# jb CaptureTime to Exif in LR5 doesn´t work



## snorreto (Dec 14, 2013)

I just tried to install the  plugin jb CaptureTime to Exif in LR5 to change dates on a lot of scanned images in my LR-catalogue. I activated the unregistered version of the plugin inPlug In Manager.  LR says «Installed and running» but the Plug In does´t show up on the Plug In Extras menu choice.
I have tried it in both LR5.3 and LR4 on a Mac Mavericks OS.

Any suggestions?


----------



## johnbeardy (Dec 14, 2013)

Responded by email.

There are 3 places to look for plugins.

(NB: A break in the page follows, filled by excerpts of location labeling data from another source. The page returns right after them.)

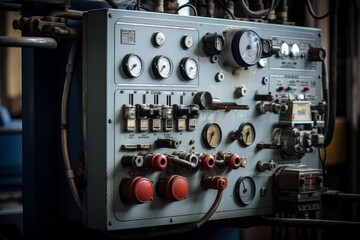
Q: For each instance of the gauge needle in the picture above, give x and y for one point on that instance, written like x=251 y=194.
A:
x=245 y=190
x=162 y=68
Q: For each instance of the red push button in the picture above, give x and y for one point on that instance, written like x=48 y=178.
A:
x=138 y=190
x=174 y=188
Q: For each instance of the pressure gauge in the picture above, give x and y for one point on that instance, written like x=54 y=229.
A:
x=162 y=66
x=187 y=42
x=213 y=43
x=294 y=50
x=245 y=47
x=284 y=50
x=189 y=68
x=133 y=65
x=247 y=134
x=158 y=39
x=211 y=135
x=245 y=190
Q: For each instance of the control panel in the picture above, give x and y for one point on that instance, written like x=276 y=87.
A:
x=180 y=108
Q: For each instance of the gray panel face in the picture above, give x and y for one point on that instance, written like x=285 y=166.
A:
x=126 y=115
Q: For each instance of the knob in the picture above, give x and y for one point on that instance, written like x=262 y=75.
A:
x=137 y=190
x=213 y=43
x=157 y=161
x=317 y=54
x=173 y=188
x=215 y=182
x=233 y=161
x=207 y=161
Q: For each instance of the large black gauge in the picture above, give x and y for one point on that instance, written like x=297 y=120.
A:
x=245 y=190
x=211 y=135
x=133 y=65
x=246 y=48
x=189 y=68
x=162 y=66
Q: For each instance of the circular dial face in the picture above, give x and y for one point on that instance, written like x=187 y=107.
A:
x=187 y=42
x=247 y=134
x=158 y=39
x=295 y=50
x=133 y=65
x=246 y=48
x=189 y=68
x=211 y=135
x=162 y=66
x=284 y=50
x=245 y=190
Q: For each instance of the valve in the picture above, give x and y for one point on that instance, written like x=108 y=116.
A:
x=173 y=188
x=138 y=190
x=215 y=182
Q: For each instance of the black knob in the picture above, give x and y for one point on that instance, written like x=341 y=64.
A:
x=317 y=54
x=213 y=43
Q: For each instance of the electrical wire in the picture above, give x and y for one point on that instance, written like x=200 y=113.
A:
x=64 y=125
x=187 y=5
x=312 y=12
x=112 y=4
x=251 y=13
x=226 y=9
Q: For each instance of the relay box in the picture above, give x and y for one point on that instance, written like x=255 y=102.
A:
x=178 y=108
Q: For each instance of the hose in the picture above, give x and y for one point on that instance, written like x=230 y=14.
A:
x=64 y=125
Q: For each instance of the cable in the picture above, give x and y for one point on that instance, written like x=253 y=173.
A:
x=312 y=13
x=112 y=4
x=187 y=5
x=226 y=9
x=35 y=42
x=251 y=13
x=64 y=125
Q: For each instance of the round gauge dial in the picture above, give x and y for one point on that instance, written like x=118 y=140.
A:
x=247 y=134
x=211 y=135
x=246 y=48
x=158 y=39
x=162 y=66
x=189 y=68
x=284 y=50
x=295 y=50
x=187 y=42
x=245 y=190
x=133 y=65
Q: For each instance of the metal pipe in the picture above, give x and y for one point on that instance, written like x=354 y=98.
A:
x=35 y=42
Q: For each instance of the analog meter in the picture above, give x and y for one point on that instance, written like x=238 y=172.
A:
x=162 y=66
x=133 y=65
x=189 y=68
x=244 y=48
x=245 y=190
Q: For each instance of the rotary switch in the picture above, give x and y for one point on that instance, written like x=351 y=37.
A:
x=173 y=188
x=137 y=190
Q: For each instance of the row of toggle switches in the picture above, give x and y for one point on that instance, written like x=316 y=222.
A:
x=139 y=190
x=154 y=117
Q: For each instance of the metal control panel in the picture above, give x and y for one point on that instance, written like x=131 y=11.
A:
x=178 y=108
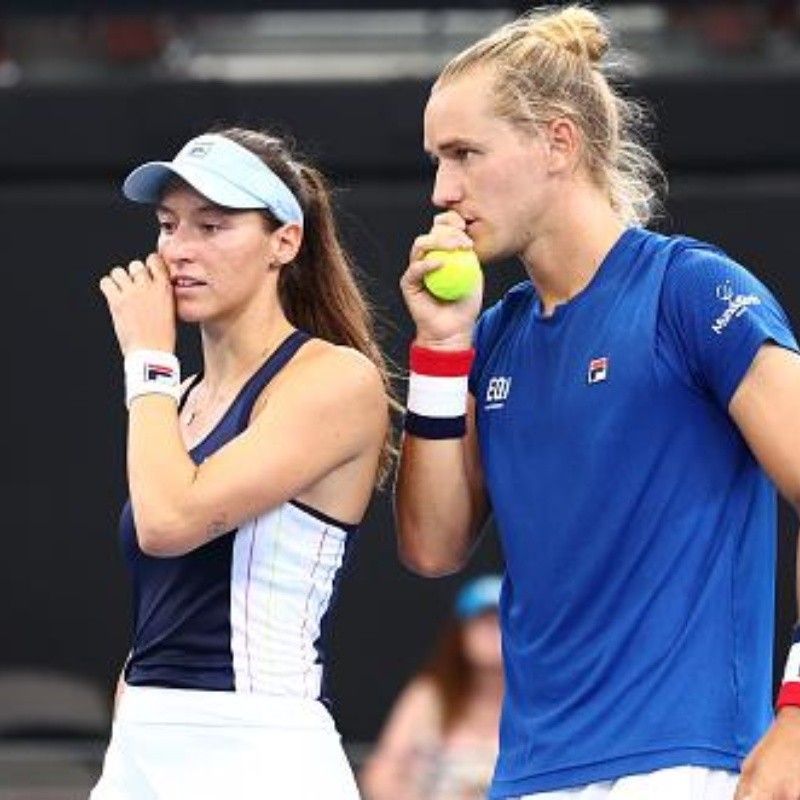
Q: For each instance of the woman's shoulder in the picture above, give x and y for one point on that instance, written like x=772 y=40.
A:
x=339 y=364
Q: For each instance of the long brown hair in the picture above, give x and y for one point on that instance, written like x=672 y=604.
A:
x=318 y=291
x=549 y=64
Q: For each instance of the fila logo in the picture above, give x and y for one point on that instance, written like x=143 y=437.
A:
x=200 y=150
x=497 y=392
x=158 y=373
x=598 y=370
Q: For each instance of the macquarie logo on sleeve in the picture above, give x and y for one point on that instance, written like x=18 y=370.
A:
x=735 y=306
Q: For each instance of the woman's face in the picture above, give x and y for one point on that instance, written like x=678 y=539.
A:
x=481 y=638
x=218 y=258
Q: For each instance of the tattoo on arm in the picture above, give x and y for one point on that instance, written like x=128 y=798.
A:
x=217 y=527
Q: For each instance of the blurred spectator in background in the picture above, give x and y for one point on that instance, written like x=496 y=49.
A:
x=440 y=740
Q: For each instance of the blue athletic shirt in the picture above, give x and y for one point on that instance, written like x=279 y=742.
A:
x=248 y=611
x=638 y=530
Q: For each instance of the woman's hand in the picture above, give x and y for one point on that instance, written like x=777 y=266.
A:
x=142 y=305
x=440 y=324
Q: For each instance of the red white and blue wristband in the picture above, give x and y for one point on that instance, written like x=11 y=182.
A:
x=437 y=393
x=789 y=693
x=151 y=372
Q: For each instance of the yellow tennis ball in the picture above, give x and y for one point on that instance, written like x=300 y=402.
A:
x=458 y=276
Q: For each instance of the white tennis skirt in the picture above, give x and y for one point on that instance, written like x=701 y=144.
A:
x=673 y=783
x=179 y=744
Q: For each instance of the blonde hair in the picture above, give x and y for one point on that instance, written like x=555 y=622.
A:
x=547 y=64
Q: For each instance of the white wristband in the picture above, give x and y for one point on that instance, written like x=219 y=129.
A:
x=151 y=372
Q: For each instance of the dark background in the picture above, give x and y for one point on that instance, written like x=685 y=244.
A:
x=728 y=140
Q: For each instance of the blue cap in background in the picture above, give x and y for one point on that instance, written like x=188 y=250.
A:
x=478 y=596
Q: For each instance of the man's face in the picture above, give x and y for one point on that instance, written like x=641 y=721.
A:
x=493 y=174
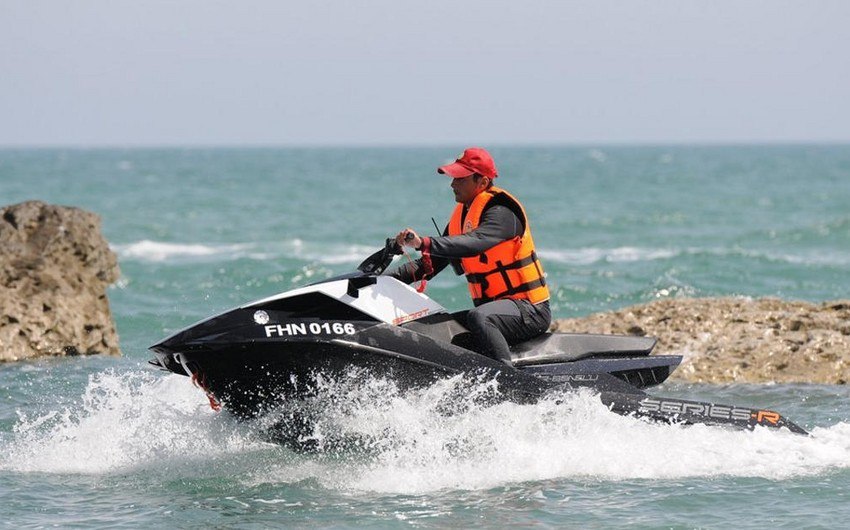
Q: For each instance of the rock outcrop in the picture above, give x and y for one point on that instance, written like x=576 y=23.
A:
x=728 y=340
x=55 y=267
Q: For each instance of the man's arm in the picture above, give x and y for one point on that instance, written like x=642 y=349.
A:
x=498 y=223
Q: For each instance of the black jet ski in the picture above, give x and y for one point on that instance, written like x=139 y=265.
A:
x=254 y=357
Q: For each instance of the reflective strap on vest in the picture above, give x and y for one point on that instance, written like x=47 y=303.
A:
x=540 y=282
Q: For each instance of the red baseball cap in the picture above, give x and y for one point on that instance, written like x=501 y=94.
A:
x=473 y=160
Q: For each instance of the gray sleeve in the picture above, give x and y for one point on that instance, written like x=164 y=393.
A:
x=498 y=223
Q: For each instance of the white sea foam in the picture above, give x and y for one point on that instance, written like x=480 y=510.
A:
x=147 y=250
x=442 y=437
x=124 y=421
x=417 y=447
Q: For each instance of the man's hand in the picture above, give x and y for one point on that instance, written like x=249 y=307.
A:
x=408 y=238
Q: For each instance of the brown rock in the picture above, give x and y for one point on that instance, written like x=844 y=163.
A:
x=55 y=267
x=738 y=339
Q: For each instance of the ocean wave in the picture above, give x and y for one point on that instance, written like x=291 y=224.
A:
x=123 y=421
x=158 y=251
x=168 y=252
x=591 y=255
x=448 y=435
x=594 y=255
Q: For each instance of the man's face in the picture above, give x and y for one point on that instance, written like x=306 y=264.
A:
x=466 y=188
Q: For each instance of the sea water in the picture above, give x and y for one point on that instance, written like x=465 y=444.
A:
x=112 y=442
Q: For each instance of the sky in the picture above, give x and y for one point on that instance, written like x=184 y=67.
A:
x=392 y=72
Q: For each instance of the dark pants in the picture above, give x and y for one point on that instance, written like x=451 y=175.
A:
x=498 y=324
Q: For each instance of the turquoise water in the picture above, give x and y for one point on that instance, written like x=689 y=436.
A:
x=110 y=442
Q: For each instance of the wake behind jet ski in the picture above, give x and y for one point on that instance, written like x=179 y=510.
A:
x=254 y=357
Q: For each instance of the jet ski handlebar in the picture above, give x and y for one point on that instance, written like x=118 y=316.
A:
x=380 y=260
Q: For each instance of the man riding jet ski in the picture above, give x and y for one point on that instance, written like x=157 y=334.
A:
x=258 y=356
x=488 y=239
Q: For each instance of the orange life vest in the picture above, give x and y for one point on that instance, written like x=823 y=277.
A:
x=509 y=269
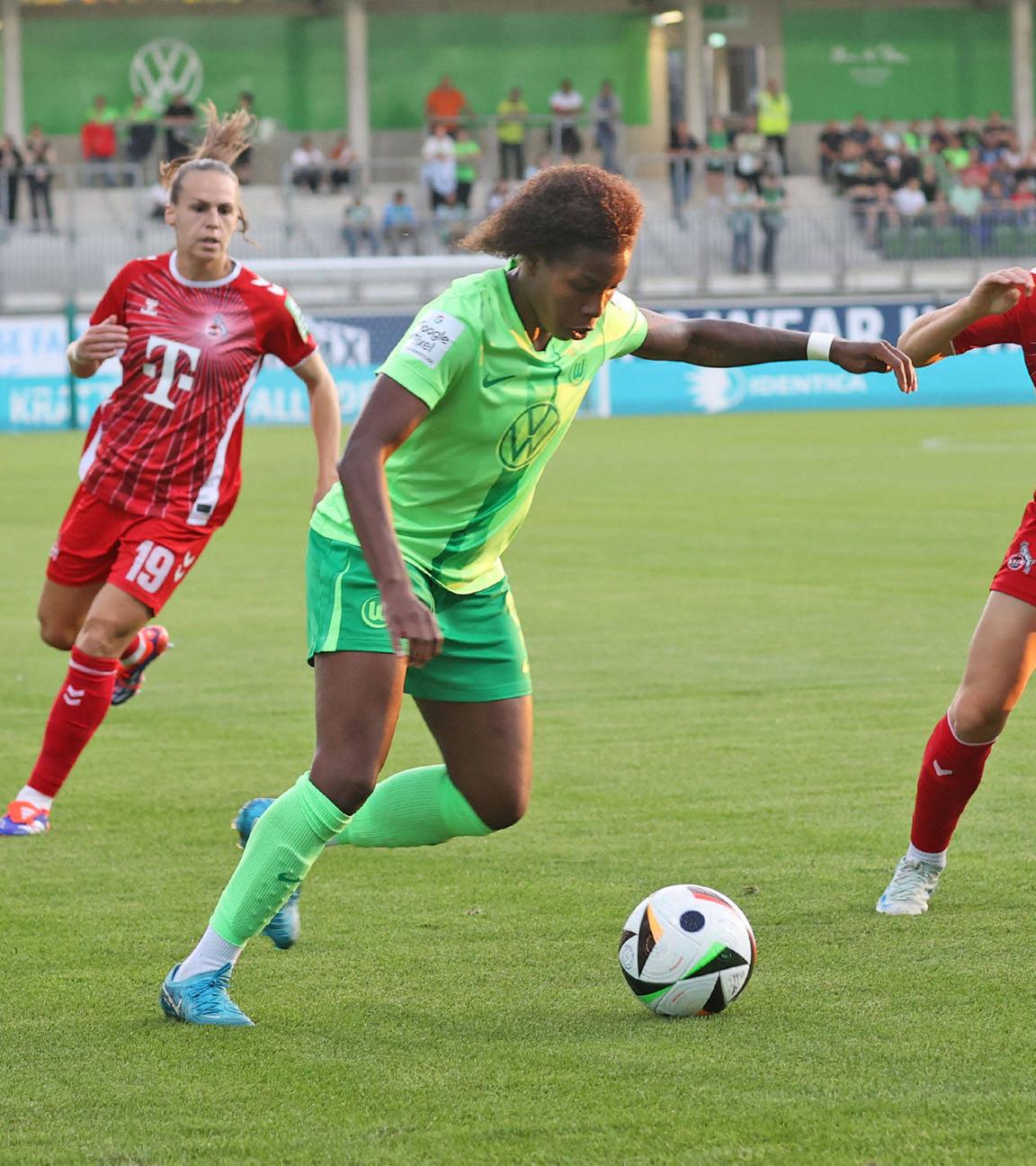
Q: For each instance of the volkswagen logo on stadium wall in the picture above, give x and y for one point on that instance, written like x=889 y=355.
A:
x=164 y=67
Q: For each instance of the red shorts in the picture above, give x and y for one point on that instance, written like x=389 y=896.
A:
x=146 y=558
x=1017 y=574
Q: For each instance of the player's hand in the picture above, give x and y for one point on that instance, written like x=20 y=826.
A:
x=1001 y=291
x=875 y=355
x=102 y=341
x=414 y=630
x=324 y=483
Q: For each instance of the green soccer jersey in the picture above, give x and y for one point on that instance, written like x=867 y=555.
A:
x=461 y=484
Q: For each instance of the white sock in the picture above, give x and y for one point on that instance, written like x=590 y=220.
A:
x=41 y=802
x=210 y=955
x=923 y=856
x=134 y=652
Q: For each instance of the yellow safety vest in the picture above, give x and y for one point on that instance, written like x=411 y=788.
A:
x=774 y=113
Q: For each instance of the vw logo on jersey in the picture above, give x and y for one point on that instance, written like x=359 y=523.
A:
x=372 y=613
x=165 y=67
x=528 y=434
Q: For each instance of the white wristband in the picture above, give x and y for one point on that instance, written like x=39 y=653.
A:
x=818 y=345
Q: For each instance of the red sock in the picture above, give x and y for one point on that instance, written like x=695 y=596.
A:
x=79 y=708
x=950 y=773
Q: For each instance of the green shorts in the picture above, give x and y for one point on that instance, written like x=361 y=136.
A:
x=484 y=650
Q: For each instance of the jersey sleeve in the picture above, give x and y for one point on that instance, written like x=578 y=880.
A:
x=288 y=335
x=432 y=354
x=625 y=327
x=113 y=301
x=1005 y=327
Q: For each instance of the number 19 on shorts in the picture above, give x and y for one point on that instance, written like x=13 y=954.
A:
x=152 y=566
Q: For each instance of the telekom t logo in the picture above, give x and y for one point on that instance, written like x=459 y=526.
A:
x=168 y=378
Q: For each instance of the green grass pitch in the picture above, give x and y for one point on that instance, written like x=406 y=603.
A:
x=741 y=631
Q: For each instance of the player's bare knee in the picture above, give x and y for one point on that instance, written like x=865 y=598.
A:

The usual one is under File > PlugIn Extras but there is also Library > PlugIn Extras and one that no-one uses Help > PlugIn Extras. The documentation for the plug-in states that it is found under Library > PlugIn Extras.

John


----------



## snorreto (Dec 15, 2013)

*Problem solved*



johnbeardy said:


> Responded by email.There are 3 places to look for plugins. The usual one is under File > PlugIn Extras but there is also Library > PlugIn Extras and one that no-one uses Help > PlugIn Extras. The documentation for the plug-in states that it is found under Library > PlugIn Extras.John


Yup, you're absolutely right.   I have always just usexy the File>Plugin Exstras menu choice, and must admit I didn't read the documentation thorough enough.  So thanks for all help and for a great plug in.


----------